Die Anzeichen müssen nicht zwingend auf eine Magersucht hinweisen, sind aber – vor allem, wenn mehrere gleichzeitig auftreten – Warnsignale für einen unnatürlichen Bezug zum eigenen Körper und dem Essen. Sie sollten in jedem Fall als Hinweisgeber ernst genommen und weiter beobachtet werden. Zur Diagnose nennt die Internationale Klassifikation der Krankheiten ICD-10 darüber hinaus die folgenden Punkte als Merkmale der Magersucht:
Gewichtsverlust: Eine Gewichtsabnahme wird von den Betroffenen selbst herbeigeführt. Dies geschieht durch Vermeidung hochkalorischer Speisen, übertriebener körperlicher Aktivität, absichtlichem Erbrechen, Abführen und/oder den Gebrauch von Appetitzüglern oder Entwässerungsmitteln.
BMI unter 17,5: Als auffällig gilt, wenn das tatsächliche Körpergewicht mindestens 15 Prozent unter dem BMI (Body-Mass-Index) von 17,5 liegt.
Körperschemata-Störung: Betroffene legen ihre individuelle Gewichtsschwelle sehr tief. Sie sind von dauernder Angst vorm Zunehmen getrieben. Sie fühlen sich auch nach einer starken Gewichtsabnahme noch zu dick und fokussieren sich auf nicht vorhandene Problemzonen.
Endokrine Störungen: Beim Unterschreiten einer gewissen Gewichtsschwelle kommt es häufig zu einer gestörten Hormonregulation. Das kann zum Ausbleiben der Regelblutung und zum Libidoverlust führen.
Betroffene und Verlauf: Wen trifft die Magersucht?
Statistisch gesehen wird jede zweihundertste Frau in Deutschland in ihrem Leben magersüchtig. Am häufigsten leiden Mädchen und Frauen zwischen 14 und 25 Jahren an der Essstörung. Das Alter der Erkrankten sank in den letzten Jahren deutlich. "In den 70er-Jahren lag das Durchschnittsalter für den Beginn der Erkrankung noch bei etwa 20 Jahren. In den 90er Jahren sank es auf 15 Jahre. Heute liegt es schon bei 14 Jahren", so Osen.
In den 70er-Jahren lag das Durchschnittsalter Magersüchtiger bei etwa 20 Jahren.
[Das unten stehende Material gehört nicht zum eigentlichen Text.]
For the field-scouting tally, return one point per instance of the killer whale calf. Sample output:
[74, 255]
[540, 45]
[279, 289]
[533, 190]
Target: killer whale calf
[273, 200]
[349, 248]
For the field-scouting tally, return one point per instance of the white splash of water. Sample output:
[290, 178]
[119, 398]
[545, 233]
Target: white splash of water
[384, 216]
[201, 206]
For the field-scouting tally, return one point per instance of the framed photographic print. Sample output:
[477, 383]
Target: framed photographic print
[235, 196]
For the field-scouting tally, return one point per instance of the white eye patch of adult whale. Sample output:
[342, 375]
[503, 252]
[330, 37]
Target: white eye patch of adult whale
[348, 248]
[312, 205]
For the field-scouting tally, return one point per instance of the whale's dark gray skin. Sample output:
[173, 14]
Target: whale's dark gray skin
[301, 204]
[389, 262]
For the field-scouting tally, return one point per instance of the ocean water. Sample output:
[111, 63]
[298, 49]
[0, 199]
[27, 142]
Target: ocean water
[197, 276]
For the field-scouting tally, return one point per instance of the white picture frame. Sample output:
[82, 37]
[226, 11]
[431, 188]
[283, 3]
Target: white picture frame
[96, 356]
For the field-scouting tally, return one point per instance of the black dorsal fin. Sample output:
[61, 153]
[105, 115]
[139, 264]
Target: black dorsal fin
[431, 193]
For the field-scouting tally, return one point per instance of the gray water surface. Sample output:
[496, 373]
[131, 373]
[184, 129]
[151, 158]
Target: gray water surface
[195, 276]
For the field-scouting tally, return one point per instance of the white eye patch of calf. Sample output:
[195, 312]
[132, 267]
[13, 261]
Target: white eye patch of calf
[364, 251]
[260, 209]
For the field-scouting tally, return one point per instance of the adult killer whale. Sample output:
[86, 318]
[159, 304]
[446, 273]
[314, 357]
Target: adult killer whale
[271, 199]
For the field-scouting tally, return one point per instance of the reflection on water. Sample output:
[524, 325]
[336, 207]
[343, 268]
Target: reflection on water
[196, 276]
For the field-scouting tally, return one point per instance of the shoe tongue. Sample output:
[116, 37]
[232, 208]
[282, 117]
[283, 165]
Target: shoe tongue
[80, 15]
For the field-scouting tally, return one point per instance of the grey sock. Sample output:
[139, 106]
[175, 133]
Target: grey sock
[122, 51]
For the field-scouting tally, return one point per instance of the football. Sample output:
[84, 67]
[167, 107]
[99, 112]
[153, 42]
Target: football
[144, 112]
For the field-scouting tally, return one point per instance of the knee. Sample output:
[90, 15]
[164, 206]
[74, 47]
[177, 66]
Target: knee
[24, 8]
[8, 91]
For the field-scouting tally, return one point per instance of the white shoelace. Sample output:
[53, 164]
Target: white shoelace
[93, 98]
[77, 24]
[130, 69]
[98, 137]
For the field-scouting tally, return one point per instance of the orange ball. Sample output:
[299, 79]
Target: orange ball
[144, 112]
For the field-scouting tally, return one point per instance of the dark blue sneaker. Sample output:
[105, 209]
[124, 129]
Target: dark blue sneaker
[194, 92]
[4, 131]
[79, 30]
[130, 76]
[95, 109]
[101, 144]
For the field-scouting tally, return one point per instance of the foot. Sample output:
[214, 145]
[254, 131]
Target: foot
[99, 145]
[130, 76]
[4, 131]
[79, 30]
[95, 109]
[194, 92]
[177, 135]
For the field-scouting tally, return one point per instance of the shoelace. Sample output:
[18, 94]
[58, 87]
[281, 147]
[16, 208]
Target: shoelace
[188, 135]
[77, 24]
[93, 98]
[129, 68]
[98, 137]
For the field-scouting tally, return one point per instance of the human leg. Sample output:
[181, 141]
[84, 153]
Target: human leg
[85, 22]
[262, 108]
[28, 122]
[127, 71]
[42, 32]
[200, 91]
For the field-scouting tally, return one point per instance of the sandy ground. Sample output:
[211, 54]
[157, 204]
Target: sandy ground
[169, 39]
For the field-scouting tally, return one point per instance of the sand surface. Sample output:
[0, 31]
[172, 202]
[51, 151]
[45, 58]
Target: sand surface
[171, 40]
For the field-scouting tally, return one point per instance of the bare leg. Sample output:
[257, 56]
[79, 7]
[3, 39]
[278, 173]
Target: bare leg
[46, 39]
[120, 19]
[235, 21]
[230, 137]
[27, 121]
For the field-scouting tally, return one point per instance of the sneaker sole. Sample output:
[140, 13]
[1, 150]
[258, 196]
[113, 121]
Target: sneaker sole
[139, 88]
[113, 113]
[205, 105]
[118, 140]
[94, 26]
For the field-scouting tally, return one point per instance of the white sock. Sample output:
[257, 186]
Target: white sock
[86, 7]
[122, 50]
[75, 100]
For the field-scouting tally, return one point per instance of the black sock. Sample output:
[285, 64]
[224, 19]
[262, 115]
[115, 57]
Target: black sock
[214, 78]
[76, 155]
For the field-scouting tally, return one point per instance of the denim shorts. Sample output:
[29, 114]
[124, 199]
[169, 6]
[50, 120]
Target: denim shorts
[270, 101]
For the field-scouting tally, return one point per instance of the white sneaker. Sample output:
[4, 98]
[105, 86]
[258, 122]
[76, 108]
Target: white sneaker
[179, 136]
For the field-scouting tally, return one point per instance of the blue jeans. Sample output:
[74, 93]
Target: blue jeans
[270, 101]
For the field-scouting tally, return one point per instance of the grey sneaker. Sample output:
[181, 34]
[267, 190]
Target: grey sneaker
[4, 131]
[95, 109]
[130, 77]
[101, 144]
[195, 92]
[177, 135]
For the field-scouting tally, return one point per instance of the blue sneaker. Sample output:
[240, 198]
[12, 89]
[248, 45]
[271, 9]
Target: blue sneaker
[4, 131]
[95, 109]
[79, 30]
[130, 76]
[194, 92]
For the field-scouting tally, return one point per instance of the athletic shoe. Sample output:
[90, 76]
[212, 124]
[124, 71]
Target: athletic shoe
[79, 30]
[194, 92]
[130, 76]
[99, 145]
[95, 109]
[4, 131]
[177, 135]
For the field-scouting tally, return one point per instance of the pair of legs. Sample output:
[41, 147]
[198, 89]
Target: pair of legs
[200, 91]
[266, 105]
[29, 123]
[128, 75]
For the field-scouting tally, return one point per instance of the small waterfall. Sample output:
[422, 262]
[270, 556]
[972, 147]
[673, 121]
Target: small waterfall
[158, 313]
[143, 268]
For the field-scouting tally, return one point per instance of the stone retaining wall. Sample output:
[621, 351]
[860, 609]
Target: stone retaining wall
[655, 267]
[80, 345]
Heute liegt es bei 14 Jahren
"Es gibt eine interessante Untersuchung aus Australien. Demnach haben bereits 47 Prozent der 6-jährigen Mädchen schon einmal dran gedacht, eine Diät zu machen. Die Mädchen hatten die Einstellung, dass man beliebter sei, wenn man schlank ist. Man hat es auf den Beginn der Schulpflicht zurückgeführt, weil die Kinder dann anfangen, sich mit Mitschülern zu vergleichen", so Osen. "Der Gedanke an eine Diät ist noch keine Essstörung, aber es zeigt, dass das Körperbewusstsein und die Unzufriedenheit mit dem eigenen Körper schon in diesem Alter Thema ist", so der Experte.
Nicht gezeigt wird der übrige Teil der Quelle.